To accelerate inference:

• Increased patch stride from 0.5 to 1.0
• Reduced per-image runtime from 20.8s → 11.8s (NVIDIA RTX 4090)
• Maintained similar segmentation performance

This project developed a robust, empirically optimized two-stage cascaded neural network for automatic 3D segmentation of key atrial structures in LGE-MRI, including the right atrium cavity, left atrium cavity, and atrial walls. The approach follows a coarse-to-fine strategy: the first stage localizes the atrial region with high recall, and the second stage performs focused multi-class segmentation within that localized region to improve precision.

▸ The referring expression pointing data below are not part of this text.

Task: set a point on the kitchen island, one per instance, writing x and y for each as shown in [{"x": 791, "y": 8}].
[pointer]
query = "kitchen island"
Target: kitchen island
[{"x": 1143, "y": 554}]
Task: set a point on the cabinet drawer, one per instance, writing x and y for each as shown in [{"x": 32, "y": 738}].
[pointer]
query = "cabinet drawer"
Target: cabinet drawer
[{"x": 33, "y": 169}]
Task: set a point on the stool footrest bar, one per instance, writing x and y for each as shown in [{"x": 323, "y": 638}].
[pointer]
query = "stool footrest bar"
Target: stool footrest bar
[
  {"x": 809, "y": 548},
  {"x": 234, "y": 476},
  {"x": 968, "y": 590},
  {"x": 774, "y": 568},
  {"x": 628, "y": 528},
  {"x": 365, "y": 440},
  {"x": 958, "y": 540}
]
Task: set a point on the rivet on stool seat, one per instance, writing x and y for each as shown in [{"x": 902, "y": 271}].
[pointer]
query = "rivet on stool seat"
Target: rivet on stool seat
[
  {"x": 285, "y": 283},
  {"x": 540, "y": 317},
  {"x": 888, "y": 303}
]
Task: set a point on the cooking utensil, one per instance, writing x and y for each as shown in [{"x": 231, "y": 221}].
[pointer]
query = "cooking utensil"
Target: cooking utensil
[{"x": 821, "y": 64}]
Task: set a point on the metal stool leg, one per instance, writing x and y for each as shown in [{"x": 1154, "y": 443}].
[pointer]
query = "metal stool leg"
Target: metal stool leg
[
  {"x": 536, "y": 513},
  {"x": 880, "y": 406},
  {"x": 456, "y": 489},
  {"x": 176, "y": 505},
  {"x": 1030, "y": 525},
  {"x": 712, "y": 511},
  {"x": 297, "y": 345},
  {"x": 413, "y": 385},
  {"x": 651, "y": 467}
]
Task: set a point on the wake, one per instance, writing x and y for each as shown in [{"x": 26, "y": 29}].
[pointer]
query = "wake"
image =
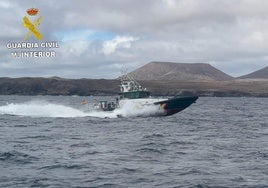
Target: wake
[{"x": 48, "y": 109}]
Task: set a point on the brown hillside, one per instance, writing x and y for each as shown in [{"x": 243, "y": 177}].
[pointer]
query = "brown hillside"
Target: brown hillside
[
  {"x": 178, "y": 72},
  {"x": 260, "y": 74}
]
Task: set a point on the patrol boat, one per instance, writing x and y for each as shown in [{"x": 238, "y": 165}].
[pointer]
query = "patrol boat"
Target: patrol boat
[{"x": 133, "y": 93}]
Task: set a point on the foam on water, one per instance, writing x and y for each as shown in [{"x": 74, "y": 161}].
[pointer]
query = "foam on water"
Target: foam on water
[{"x": 48, "y": 109}]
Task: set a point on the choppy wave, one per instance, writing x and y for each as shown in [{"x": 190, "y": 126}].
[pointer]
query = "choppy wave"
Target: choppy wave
[{"x": 48, "y": 109}]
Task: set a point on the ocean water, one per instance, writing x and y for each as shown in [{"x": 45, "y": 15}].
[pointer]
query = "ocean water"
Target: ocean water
[{"x": 53, "y": 141}]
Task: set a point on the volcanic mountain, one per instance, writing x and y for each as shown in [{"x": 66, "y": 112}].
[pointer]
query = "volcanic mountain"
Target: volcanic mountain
[
  {"x": 179, "y": 71},
  {"x": 259, "y": 74}
]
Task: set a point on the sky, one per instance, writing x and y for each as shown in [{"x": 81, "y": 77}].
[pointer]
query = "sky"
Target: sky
[{"x": 97, "y": 37}]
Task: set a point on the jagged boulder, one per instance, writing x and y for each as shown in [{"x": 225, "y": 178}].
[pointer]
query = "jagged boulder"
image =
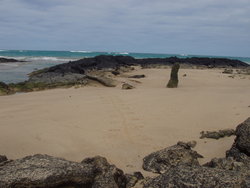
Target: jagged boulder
[
  {"x": 173, "y": 82},
  {"x": 4, "y": 89},
  {"x": 161, "y": 161},
  {"x": 198, "y": 177},
  {"x": 106, "y": 175},
  {"x": 227, "y": 164},
  {"x": 242, "y": 140},
  {"x": 42, "y": 171},
  {"x": 108, "y": 82}
]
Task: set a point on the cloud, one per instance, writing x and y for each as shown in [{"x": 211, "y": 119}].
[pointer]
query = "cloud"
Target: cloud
[{"x": 194, "y": 26}]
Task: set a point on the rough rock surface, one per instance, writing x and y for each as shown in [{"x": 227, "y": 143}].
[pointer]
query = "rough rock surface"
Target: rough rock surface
[
  {"x": 51, "y": 78},
  {"x": 4, "y": 89},
  {"x": 161, "y": 161},
  {"x": 217, "y": 134},
  {"x": 137, "y": 76},
  {"x": 3, "y": 158},
  {"x": 173, "y": 82},
  {"x": 127, "y": 86},
  {"x": 44, "y": 171},
  {"x": 242, "y": 140},
  {"x": 198, "y": 177},
  {"x": 106, "y": 175}
]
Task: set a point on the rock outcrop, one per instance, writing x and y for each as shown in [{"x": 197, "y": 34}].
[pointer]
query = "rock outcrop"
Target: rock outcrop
[
  {"x": 173, "y": 82},
  {"x": 5, "y": 89},
  {"x": 3, "y": 158},
  {"x": 217, "y": 134},
  {"x": 179, "y": 154},
  {"x": 45, "y": 171}
]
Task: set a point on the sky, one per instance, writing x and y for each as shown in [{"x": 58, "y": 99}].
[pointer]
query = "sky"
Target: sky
[{"x": 202, "y": 27}]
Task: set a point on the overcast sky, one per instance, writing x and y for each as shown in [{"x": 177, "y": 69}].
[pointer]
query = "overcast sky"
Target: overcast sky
[{"x": 209, "y": 27}]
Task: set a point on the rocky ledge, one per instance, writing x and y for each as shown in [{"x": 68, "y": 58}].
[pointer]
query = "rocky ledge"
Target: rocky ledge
[
  {"x": 103, "y": 69},
  {"x": 176, "y": 166}
]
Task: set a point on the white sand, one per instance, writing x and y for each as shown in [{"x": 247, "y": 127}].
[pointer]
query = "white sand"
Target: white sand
[{"x": 125, "y": 125}]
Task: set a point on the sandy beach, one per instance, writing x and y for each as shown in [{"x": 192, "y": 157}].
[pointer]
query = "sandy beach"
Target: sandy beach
[{"x": 125, "y": 125}]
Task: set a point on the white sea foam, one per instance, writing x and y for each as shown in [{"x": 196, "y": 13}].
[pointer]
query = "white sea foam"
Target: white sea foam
[
  {"x": 80, "y": 51},
  {"x": 122, "y": 53},
  {"x": 45, "y": 58}
]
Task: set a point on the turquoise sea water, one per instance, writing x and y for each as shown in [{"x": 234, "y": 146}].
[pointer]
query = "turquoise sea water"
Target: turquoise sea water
[{"x": 16, "y": 72}]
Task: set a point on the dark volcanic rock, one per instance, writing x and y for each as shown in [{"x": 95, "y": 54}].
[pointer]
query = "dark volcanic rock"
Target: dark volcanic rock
[
  {"x": 115, "y": 62},
  {"x": 229, "y": 163},
  {"x": 161, "y": 161},
  {"x": 107, "y": 175},
  {"x": 4, "y": 89},
  {"x": 242, "y": 140},
  {"x": 7, "y": 60},
  {"x": 198, "y": 177},
  {"x": 44, "y": 171},
  {"x": 217, "y": 134},
  {"x": 77, "y": 72},
  {"x": 108, "y": 82},
  {"x": 173, "y": 82},
  {"x": 3, "y": 158},
  {"x": 228, "y": 71},
  {"x": 137, "y": 76}
]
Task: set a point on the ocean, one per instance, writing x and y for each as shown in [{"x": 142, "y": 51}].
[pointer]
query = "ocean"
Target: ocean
[{"x": 17, "y": 72}]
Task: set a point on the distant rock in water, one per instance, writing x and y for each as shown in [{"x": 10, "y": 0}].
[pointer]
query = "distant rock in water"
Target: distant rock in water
[
  {"x": 173, "y": 82},
  {"x": 7, "y": 60},
  {"x": 217, "y": 134}
]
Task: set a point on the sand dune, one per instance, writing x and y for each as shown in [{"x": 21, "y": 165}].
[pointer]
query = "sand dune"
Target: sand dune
[{"x": 125, "y": 125}]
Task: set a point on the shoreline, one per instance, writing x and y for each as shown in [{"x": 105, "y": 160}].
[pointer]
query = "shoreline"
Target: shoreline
[{"x": 125, "y": 125}]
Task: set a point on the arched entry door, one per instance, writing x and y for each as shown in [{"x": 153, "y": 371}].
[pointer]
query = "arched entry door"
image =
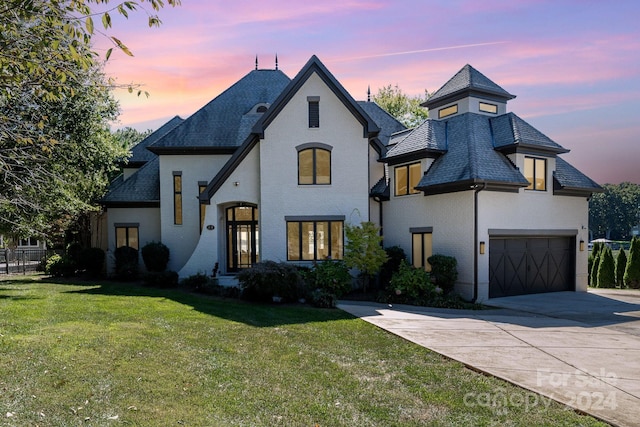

The final model was designed through systematic ablation studies, exploring architectural variations, training strategies, and post-processing techniques. While the two-stage approach achieved similar metrics to the strongest single-stage baseline (nnU-Net ResEnc), it offers a modular and theoretically extensible framework. Simulated experiments using perfect binary masks in Stage 1 suggest that improved localization could further enhance performance.

Despite strong results, the project faced several technical challenges:

• Thin-walled atrial tissue is particularly difficult to segment due to low contrast and partial volume effects in LGE-MRI.
• Anatomical ambiguity in the ground truth labels, especially at structure boundaries, posed limits to achievable precision and introduced inter-observer variability.

Nevertheless, the proposed solution achieved 3rd place in the Multi-class Bi-Atrial Segmentation (MBAS) Challenge at MICCAI 2024 (STACOM workshop) and was included in the official benchmarking study paper, validating both its technical rigor and clinical relevance.

Future directions include enhancing Stage 1 accuracy, improving robustness to labeling noise, and integrating the segmentation system into full clinical pipelines for AF ablation planning.

pip install -e .[dev,notebook]

Also install the MBAS branch of nnUNet. The MBAS project relies on the nnUNetv2 routines such as nnUNetv2_train and nnUNetv2_find_best_configuration to train the custom 3D CNN models defined in this repo.

jupyter nbextension install itkwidgets --user --py
jupyter nbextension enable itkwidgets --user --py
jupyter notebook

tensorboard --logdir=/path/to/logs --port 6006

The ./expr folder records the expansive experiments and ablation studies that were performed for this project.

The mbas/tasks directory defines scripts to convert labels between formats, run inference, generate tables to report the metrics, and render videos.

The opensource Voxel51 application can be used to visualize the ground truth and predicted segmentation masks overlayed on the 3D MRI volume.

python mbas/tasks/launch_fiftyone.py \
--data-dir /path/to/MBAS/dataset/with/videos \
--dataset-name mbas_videos \
-p /path/to/postprocessed/predictions \
--port 5151

/path/to/MBAS/dataset/with/videos refers to the dataset directory containing the ground truth 3D segmentation masks along with a video rendered from the axial perspective for each MRI volume using the mbas/tasks/render_subject_videos.py script.